November 2021 / U.S. FIXED INCOME
Higher Long-Run Inflation Outlook Makes TIPS Exposure Key
Price rises to slow, but inflation likely to stay relatively high.
- We think that U.S. inflation by the second half of 2022 will settle lower than the latest readings but higher than the Federal Reserve’s 2% target level.
- Energy prices are a key part of headline CPI figures and have broadly increased in late 2021, but we think they are at or near a peak as of early November.
- TIPS should remain valuable in an asset allocation mix as a direct inflation hedge and to pair with nominal Treasuries as a direct deflation hedge.
Inflation has been front and center in the mainstream media as well as the financial press for most of 2021. Because higher prices affect households as well as financial markets, inflation represents the proverbial intersection of Main Street and Wall Street. Consensus inflation predictions for 2021 have been proven almost completely wrong—with prices rising more and staying higher for longer than most anticipated—and the outlook for 2022 appears just as uncertain.

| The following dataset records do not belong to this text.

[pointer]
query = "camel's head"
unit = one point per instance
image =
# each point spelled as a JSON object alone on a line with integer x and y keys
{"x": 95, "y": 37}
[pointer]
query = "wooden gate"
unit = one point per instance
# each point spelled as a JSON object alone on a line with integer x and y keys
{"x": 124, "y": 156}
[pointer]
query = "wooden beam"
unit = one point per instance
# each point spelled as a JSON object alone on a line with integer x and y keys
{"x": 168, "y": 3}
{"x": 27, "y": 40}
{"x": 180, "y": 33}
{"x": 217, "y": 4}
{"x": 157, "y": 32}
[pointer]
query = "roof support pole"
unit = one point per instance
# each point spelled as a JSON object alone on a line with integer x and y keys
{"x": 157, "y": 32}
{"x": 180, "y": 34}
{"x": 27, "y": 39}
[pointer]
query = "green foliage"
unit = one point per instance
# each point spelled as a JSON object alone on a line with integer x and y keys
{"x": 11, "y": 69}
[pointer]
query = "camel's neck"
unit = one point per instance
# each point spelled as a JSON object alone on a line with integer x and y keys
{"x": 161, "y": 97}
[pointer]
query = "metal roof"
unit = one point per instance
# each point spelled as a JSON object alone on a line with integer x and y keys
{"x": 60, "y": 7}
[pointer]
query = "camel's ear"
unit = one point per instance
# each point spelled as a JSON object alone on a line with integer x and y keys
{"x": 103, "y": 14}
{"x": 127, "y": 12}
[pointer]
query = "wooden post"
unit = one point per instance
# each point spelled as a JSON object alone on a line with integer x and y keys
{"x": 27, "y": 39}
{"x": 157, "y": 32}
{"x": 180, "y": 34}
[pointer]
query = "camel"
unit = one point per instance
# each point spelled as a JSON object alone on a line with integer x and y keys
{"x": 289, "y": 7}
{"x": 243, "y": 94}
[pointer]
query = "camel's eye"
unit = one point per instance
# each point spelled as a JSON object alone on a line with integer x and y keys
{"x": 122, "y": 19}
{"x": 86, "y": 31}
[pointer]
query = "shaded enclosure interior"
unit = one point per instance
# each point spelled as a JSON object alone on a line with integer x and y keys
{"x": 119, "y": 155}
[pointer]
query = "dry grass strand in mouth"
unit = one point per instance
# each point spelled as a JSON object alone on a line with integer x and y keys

We think that U.S. inflation by the second half of 2022 will settle lower than the latest readings but higher than the Federal Reserve’s 2% target level, which the central bank struggled to attain in most of the period following the 2008–2009 global financial crisis. As a result, we believe Treasury inflation‑protected securities (TIPS) should remain a valuable tool in investors’ asset allocation mix as both a direct inflation hedge and as an asset that should perform relatively well in a major sell‑off in riskier securities such as equities and high yield bonds.
Energy Price Spikes
Energy prices are a key part of headline consumer price inflation (CPI) figures and have broadly increased in late 2021. The price of West Texas Intermediate crude oil, the U.S. benchmark for the commodity, more than doubled in the 12 months ended October 31, 2021. Also, a dramatic increase in natural gas prices in Europe that began late in the third quarter has consumers and businesses in the UK and Continental Europe worried about skyrocketing winter heating costs. U.S. natural gas prices also have more than doubled in the year ended in October.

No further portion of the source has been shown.